Phoenix LiveView enables rich, real-time user experiences with server-rendered HTML.
After you install Elixir in your machine, you can create your first LiveView app in two steps:
$ mix archive.install hex phx_new $ mix phx.new demo --live
News from the Phoenix team on LiveView:
See our existing comprehensive docs and examples to get up to speed:
- Phoenix.LiveViewTest for testing docs
- LiveView example repo with a handful of examples from Weather widgets, autocomplete search, and games like Snake or Pacman
There are currently two methods for installing LiveView. For projects that require more stability, it is recommended that you install using the installation guide on HexDocs. If you want to use the latest features, you should follow the instructions given in the markdown file here.
What makes LiveView unique?
LiveView is server centric. You no longer have to worry about managing both client and server to keep things in sync. LiveView automatically updates the client as changes happen on the server.
LiveView is first rendered statically as part of regular HTTP requests, which provides quick times for "First Meaningful Paint", in addition to helping search and indexing engines.
Then LiveView uses a persistent connection between client and server.
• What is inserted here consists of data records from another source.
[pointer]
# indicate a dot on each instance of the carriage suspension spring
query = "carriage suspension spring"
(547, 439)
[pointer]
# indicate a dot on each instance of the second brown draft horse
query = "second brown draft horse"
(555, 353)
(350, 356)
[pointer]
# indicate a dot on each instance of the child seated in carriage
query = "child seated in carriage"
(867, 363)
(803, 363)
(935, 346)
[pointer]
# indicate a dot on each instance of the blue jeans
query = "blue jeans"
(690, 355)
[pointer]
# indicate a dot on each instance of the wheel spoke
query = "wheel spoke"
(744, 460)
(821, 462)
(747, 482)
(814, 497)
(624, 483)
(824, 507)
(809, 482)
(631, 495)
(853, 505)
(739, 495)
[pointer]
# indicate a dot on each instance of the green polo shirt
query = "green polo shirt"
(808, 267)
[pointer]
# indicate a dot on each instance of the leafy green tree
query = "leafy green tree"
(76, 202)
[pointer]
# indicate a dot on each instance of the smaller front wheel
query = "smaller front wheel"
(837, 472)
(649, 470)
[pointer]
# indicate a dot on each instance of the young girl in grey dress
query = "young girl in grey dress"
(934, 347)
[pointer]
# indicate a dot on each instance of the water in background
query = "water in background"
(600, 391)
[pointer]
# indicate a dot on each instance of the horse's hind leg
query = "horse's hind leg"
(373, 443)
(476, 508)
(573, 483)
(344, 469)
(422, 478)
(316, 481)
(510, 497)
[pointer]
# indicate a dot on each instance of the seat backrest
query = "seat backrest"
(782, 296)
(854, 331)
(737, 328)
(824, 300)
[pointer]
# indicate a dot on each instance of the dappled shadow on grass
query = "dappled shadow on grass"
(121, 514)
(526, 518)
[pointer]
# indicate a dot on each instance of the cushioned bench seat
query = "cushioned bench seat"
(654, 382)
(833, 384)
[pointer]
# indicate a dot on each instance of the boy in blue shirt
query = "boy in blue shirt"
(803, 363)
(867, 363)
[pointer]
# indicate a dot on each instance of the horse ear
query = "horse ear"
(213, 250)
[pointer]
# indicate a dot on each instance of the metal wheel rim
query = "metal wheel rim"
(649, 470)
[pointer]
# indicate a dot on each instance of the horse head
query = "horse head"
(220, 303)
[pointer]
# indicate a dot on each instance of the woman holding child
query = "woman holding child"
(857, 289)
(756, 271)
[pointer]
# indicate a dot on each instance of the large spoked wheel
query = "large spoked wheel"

This allows LiveView applications to react faster to user events as there is less work to be done and less data to be sent compared to stateless requests that have to authenticate, decode, load, and encode data on every request.
When LiveView was first announced, many developers from different backgrounds got inspired about the potential unlocked by LiveView to build rich, real-time user experiences. We believe LiveView is built on top of a solid foundation that makes LiveView hard to replicate anywhere else:
LiveView is built on top of the Elixir programming language and functional programming, which provides a great model for reasoning about your code and how your LiveView changes over time.
By building on top of a scalable platform, LiveView scales well vertically (from small to large instances) and horizontally (by adding more instances). This allows you to continue shipping features when more and more users join your application, instead of dealing with performance issues.
LiveView performs diff tracking: whenever you change a value on the server, LiveView will send to the client only the values that changed, drastically reducing the latency and the amount of data sent over the wire. This is achievable thanks to Elixir's immutability and its ability to treat code as data.
LiveView separates the static and dynamic parts of your templates. When you first render a page, Phoenix LiveView renders and sends the whole template to the browser. Then, for any new update, only the modified dynamic content is resent. This alongside diff tracking makes it so LiveView only sends a few bytes on every update, instead of sending kilobytes on every other user interaction - which would be detrimental to the user experience.
Finally, LiveView has been used by many developers and companies around the world, which helped us close the gaps in our feature set and make sure LiveView is ready for prime time. For example, you will find:
a latency simulator allows developers to simulate how their application behave under slow connections
LiveComponents help developers compartmentalize their templates, state, and event handling into reusable bits, which is essential in large applications
Live navigation enriches links and redirects to only load the minimum amount of content as users navigate between pages
Fine-grained control for handling client events, DOM patching, rate limiting, and more
Testing tools that allow you to write a confident test suite without the complexity of running a whole browser alongside your tests
In other words, LiveView provides a rich feature set for great developer and user experiences.
All current Chrome, Safari, Firefox, and MS Edge are supported. IE11 support is available with the following polyfills:
$ npm install --save --prefix assets mdn-polyfills url-search-params-polyfill formdata-polyfill child-replace-with-polyfill classlist-polyfill @webcomponents/template shim-keyboard-event-key core-js
shim-keyboard-event-key polyfill is also required for MS Edge 12-18.